Why laws can’t guarantee safe staffing levels

why laws can't guarantee safe staffing levels

Is the complexity of nurse staffing compatible with the blunt force of a law?

FEW can doubt that nursing administration knows a great deal more about safe staffing than it did before the 1980s. In fact, so many medical, nursing, and administrative journals have published so much on safe nurse staffing that you’d have to be functionally illiterate to say “we don’t know what’s safe.” In short, Clarke found that “the available evidence indicates that there is a statistically and clinically significant association between RN staffing and adjusted odds ratio of hospital-related mortality, failure to rescue, and other patient outcomes.” And Kane and colleagues noted that “low RN staffing is a serious risk factor for negative outcomes in patients hospitalized in acute care settings.” I might add that research shows that low staffing levels aren’t good for nurses either.

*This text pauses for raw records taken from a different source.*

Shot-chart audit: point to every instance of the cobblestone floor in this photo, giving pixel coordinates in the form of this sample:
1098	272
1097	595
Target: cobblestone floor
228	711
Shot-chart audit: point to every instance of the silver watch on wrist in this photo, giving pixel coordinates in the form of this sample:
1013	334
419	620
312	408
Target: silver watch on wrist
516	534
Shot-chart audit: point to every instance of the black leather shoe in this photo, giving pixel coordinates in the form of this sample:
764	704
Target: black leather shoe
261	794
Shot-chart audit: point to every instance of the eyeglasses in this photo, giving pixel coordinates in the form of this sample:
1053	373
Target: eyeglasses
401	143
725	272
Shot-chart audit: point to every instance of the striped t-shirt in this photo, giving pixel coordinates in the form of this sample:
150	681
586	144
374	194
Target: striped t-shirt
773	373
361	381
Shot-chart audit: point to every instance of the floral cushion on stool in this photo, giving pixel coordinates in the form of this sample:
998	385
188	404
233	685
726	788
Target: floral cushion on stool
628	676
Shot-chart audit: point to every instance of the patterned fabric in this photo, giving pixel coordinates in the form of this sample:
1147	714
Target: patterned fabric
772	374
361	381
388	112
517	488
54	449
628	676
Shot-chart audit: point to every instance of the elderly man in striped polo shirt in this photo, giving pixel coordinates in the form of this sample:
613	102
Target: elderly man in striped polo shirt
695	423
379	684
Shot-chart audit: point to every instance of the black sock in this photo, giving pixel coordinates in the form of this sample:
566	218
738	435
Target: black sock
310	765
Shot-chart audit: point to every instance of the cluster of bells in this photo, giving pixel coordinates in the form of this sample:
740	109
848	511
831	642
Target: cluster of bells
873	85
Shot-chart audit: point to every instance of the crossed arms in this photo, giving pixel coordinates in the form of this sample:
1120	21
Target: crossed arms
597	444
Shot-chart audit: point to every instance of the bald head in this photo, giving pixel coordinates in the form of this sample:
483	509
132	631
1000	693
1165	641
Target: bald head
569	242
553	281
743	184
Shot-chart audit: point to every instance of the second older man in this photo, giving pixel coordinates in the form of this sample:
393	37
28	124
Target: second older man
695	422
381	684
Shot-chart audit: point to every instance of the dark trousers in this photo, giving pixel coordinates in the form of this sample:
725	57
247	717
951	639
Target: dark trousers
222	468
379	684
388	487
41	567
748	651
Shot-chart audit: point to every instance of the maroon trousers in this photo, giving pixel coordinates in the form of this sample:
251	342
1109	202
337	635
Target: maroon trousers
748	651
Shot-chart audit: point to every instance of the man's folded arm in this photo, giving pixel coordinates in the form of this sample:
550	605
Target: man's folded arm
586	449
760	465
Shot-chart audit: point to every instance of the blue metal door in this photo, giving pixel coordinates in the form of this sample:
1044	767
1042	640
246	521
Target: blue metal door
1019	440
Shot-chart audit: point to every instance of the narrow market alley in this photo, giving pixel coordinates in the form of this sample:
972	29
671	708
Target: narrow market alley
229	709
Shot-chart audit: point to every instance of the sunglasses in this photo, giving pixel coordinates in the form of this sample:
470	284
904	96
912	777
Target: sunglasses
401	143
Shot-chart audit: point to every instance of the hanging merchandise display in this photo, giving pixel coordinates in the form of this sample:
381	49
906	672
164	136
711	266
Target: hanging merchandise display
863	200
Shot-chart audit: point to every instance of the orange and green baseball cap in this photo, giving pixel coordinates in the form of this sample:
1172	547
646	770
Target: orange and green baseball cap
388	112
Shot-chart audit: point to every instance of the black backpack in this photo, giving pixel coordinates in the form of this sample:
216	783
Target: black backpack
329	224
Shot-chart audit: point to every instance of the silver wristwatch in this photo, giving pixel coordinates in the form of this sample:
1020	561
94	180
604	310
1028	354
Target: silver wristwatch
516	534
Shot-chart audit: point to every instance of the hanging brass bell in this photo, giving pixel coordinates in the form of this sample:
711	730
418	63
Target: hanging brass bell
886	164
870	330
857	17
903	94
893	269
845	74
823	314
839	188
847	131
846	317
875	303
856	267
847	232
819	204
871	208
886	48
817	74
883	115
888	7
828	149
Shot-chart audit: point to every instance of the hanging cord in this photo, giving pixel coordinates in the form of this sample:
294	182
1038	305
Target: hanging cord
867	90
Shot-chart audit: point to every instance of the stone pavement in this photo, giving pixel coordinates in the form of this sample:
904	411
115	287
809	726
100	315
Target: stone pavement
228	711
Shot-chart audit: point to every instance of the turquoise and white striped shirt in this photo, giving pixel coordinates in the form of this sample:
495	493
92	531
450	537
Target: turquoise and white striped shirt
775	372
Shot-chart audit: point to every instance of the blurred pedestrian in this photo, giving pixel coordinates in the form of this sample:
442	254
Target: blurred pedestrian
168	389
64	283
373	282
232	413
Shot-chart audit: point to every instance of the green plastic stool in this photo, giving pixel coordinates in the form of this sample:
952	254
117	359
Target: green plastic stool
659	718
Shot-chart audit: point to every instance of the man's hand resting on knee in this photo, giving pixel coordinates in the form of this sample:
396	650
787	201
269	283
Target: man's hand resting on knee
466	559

why laws can't guarantee safe staffing levels postThat being said, why isn’t it a good idea to pass laws that mandate nurse/patient ratios? A law is a blunt instrument that doesn’t deal well with a very complicated issue—and nurse staffing is nothing if not complex. Consider these factors:

  • patient acuity
  • presence and number of patient comorbidities
  • patient level of consciousness and physical capability
  • families and their ability to cope
  • nurses’ knowledge and experience
  • presence (or absence) of support personnel
  • hospital management philosophy and organization
  • presence (or absence) of expert backup
  • physical layout of the hospital unit
  • presence (or absence) of various students seeking clinical experience on the unit
  • various and sundry other issues (physician/nurse communication, presence of advanced nurse practitioners, percentage of specialty certified staff, ratio of RNs to nursing assistants, ratio of full-time to part-time staff…and more).

Why do knowledgeable people oppose mandating RN/patient ratios? See all of the above—and add the well-established fact that a legally mandated minimum quickly becomes a de facto maximum.

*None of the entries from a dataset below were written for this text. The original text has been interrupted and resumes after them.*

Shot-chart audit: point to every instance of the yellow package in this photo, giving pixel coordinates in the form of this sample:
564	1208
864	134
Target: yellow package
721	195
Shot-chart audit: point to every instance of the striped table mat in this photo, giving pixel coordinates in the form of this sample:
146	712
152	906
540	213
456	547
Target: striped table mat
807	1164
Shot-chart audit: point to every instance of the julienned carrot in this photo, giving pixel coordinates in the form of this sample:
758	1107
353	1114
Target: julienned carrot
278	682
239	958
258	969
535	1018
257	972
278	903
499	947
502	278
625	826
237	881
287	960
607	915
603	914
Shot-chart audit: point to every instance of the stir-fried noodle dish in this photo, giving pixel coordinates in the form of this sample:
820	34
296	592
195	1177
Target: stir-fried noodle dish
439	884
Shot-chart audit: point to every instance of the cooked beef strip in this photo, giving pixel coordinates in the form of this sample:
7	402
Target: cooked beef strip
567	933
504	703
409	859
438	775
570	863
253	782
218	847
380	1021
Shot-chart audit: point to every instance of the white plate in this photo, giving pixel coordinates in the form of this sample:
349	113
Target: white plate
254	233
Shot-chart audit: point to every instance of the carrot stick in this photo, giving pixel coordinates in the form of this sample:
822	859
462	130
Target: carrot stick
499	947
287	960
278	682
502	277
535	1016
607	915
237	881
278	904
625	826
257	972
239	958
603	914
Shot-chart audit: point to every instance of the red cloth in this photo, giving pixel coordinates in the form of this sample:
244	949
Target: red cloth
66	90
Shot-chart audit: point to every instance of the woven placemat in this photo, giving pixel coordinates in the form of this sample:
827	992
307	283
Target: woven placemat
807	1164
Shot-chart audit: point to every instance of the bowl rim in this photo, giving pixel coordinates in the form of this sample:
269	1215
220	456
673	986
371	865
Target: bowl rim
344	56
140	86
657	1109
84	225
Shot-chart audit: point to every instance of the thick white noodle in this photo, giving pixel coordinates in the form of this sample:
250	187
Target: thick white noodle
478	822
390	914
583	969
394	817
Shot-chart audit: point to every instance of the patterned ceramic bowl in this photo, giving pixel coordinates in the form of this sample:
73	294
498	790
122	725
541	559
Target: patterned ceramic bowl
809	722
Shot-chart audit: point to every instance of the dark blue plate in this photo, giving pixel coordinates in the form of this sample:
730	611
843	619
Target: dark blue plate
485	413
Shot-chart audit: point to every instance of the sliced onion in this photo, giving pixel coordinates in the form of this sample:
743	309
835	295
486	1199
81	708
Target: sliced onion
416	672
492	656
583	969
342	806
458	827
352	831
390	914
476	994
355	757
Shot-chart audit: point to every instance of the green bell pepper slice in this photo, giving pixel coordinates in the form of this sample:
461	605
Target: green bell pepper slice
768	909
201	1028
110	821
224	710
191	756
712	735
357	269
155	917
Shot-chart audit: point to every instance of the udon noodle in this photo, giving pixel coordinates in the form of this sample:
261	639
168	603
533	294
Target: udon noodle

Why do knowledgeable people support mandating RN/patient ratios? The world of the hospital often leaves nurses understaffed—so mandating ratios seems the lesser of two evils.

For those who are trying to save money on nurse staffing, researchers have several suggestions:

  • Employ sufficient nursing staff to meet patients’ needs without using overtime or excessive capacity expectations that may affect nurse health and patient outcomes.
  • Increase the mix of full-time to part-time employees (part-time staff should be used to cover unexpected or variable demands).
  • Ensure strong, cohesive, and knowledgeable teams to provide continuity of patient care and to create supportive work environments for nurses.
  • Reinvest in appropriately prepared managers and nurse clinical leadership.
  • Examine frontline nurses’ roles and activities to determine ways to increase the time available for patient care.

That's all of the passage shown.